Although there are many images of Elizabeth Holmes in the latest HBO documentary by Alex Gibney, "The inventor: a quest for blood in Silicon Valley", which deals with the rise and fall of the company Theranos de Holmes, the director never interviewed him on camera. But it was not for lack of trying.
The Oscar winner said that by examining Theranos – the new blood test company that made Holmes a billionaire on paper – until questions about the way technology works. result in the bankruptcy of the company – the first thing he did was to reach out to Holmes. l & # 39; interview. This was the beginning of a conversation that lasted almost the entire production of the document and that resulted in nothing.
The closest production to Holmes was a five-hour dinner that Jessie Deeter, one of the producers of the film, had with Holmes.
"I think most of it was spent with Elizabeth trying to get some information from Jesse about what we were doing," Gibney told Business Insider.

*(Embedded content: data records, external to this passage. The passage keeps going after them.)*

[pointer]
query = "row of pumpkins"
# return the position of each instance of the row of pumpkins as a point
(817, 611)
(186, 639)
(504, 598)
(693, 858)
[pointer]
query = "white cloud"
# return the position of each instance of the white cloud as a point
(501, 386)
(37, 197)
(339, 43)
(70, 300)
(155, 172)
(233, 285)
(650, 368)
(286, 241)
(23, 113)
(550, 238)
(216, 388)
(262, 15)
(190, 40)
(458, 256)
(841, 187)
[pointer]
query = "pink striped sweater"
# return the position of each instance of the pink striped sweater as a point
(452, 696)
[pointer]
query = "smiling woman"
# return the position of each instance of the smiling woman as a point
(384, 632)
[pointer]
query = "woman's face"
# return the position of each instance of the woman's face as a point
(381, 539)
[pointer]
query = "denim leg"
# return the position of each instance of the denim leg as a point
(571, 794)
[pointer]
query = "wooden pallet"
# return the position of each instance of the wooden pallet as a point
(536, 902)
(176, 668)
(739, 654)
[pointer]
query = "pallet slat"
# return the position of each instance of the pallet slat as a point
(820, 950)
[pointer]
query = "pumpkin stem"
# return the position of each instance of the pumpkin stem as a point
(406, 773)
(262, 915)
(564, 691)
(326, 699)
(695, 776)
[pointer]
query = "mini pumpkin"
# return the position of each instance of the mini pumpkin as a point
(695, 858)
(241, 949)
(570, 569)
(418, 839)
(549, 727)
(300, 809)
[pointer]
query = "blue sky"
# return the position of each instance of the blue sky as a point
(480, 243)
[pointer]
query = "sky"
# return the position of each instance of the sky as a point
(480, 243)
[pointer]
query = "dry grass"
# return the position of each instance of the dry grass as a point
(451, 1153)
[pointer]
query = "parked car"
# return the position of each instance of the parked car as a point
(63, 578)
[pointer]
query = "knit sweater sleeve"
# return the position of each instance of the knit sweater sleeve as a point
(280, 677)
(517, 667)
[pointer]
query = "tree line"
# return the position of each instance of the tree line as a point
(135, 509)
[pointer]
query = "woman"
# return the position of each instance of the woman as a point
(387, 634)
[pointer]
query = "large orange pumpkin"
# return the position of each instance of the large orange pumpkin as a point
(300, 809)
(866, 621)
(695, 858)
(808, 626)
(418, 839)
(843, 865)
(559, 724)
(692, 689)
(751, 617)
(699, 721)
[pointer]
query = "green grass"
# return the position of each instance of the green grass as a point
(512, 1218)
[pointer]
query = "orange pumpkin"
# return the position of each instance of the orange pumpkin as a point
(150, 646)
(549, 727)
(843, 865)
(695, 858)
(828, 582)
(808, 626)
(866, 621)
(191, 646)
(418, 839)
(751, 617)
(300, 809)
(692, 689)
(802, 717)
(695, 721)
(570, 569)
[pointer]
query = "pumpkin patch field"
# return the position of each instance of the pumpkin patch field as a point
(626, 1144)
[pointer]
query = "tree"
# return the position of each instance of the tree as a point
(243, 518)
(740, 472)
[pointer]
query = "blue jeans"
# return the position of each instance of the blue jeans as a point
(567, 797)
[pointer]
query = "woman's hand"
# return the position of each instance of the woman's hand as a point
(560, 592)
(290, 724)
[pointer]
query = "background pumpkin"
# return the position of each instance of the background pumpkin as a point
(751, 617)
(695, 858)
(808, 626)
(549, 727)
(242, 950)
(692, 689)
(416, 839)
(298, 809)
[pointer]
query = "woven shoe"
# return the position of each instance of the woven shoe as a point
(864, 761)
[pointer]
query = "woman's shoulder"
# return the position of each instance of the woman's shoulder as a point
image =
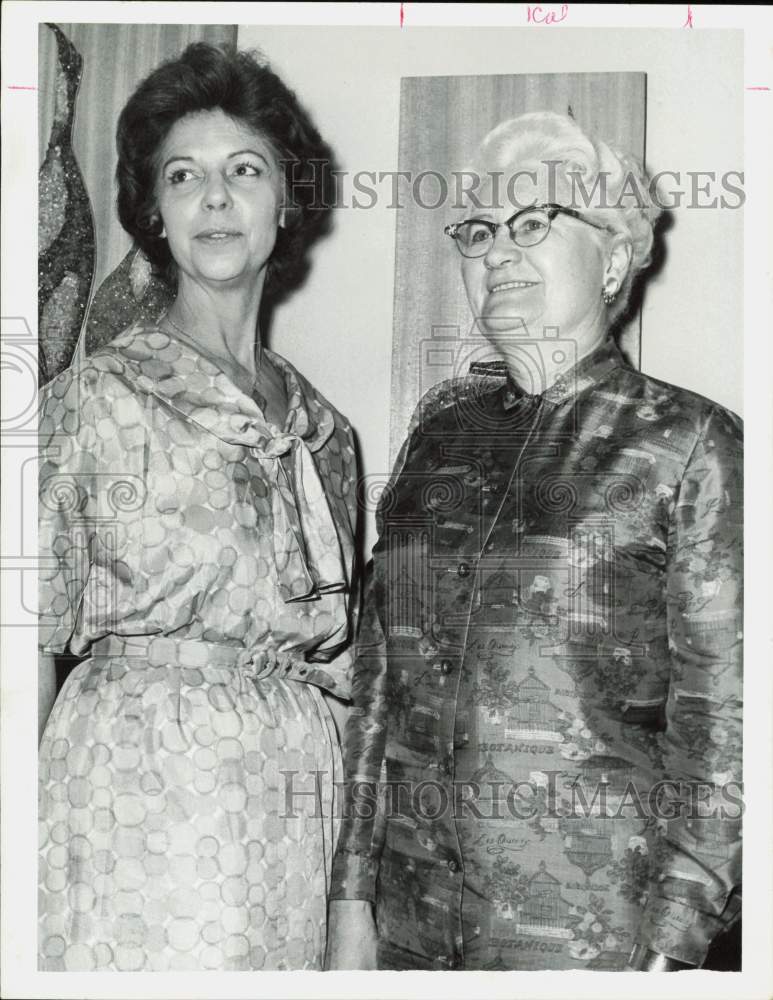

But thanks to Deeter's account of the dinner, Gibney and his team also had an idea of Holmes' mentality about the Theranos collapse.
"It was clear that Elizabeth saw herself very well as a victim," Gibney said. "That she was clogged because she was a woman.What if it happened to a man, nobody would have cared .. I think that's a bull —" – but anyway, that was his point of view. "

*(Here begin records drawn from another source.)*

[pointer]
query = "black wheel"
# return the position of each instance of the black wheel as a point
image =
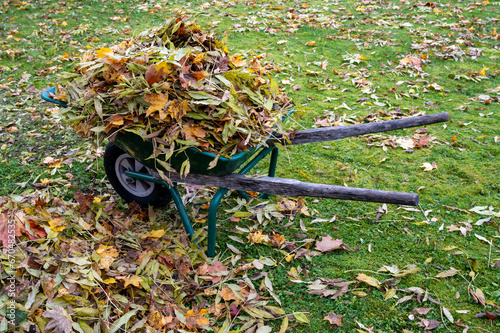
(116, 162)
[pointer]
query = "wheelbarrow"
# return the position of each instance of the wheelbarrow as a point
(135, 177)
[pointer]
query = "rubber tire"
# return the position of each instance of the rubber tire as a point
(159, 195)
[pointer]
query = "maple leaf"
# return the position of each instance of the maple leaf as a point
(101, 53)
(134, 280)
(153, 76)
(257, 236)
(105, 262)
(334, 319)
(327, 243)
(59, 322)
(57, 224)
(238, 61)
(277, 240)
(193, 132)
(448, 273)
(158, 102)
(177, 109)
(195, 319)
(104, 250)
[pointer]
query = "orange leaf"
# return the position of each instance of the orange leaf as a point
(153, 76)
(194, 319)
(238, 61)
(134, 280)
(369, 280)
(157, 101)
(177, 109)
(334, 319)
(101, 53)
(104, 250)
(227, 294)
(256, 237)
(192, 132)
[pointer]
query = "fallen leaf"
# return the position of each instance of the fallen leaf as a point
(59, 320)
(448, 273)
(368, 280)
(327, 244)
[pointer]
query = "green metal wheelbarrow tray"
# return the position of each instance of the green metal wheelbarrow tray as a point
(135, 177)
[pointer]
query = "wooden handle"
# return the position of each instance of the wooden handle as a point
(340, 132)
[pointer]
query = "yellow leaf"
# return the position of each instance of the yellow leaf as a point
(104, 250)
(292, 273)
(134, 280)
(154, 234)
(105, 262)
(101, 53)
(177, 109)
(238, 61)
(158, 102)
(452, 271)
(167, 68)
(194, 319)
(257, 237)
(369, 280)
(57, 224)
(390, 294)
(359, 293)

This led to e-mails between Gibney and Holmes, which took place for months during the filming. Gibney's proposal to Holmes was to go to the camera and tell his truth. In response, Holmes will only say that maybe she will maybe accept an interview later, when "Theranos will be back on her feet" (as Gibney told Holmes).
Gibney said at one point that Holmes had tried to describe the fortune of Theranos in improvement thanks to a loan of 100 million dollars. But even after that, she never granted an interview.
"The silence was deafening," he said.
Gibney compared the interaction with Holmes at the time when he was trying to interview Wikileaks founder, Julian Assange, for his 2013 documentary, "We're Hiding Secrets: The Story of Wikileaks ".
"I think it was the same amount of time, a five-hour meeting with Julian Assange that prevented me from having access," Gibney said. "And that turned out to be a huge boon because the story then refocused on Chelsea Manning, where it should have been."
Read more e: 100 hours of footage, an inflatable house and MC Hammer: how the HBO documentary about the dishonest blood test company Theranos was reunited
And without the interview with Holmes, whistleblowers Tyler Shultz and Erika Cheung, who dropped Theranos, are a big piece of "The Inventor".
Gibney admitted that he would have skipped a lot of obstacles for Holmes to be filmed. But there comes a time when it is not worth it anymore.
"At some point you realize that you are being played," he said. "Access is a kind of double-edged sword, sometimes people give access in exchange for favorable treatment, so you have to be very careful." Sometimes you can tell a better story without access. "
"The Inventor: Out for Blood in Silicon Valley" is available in streaming on HBO GO / NOW.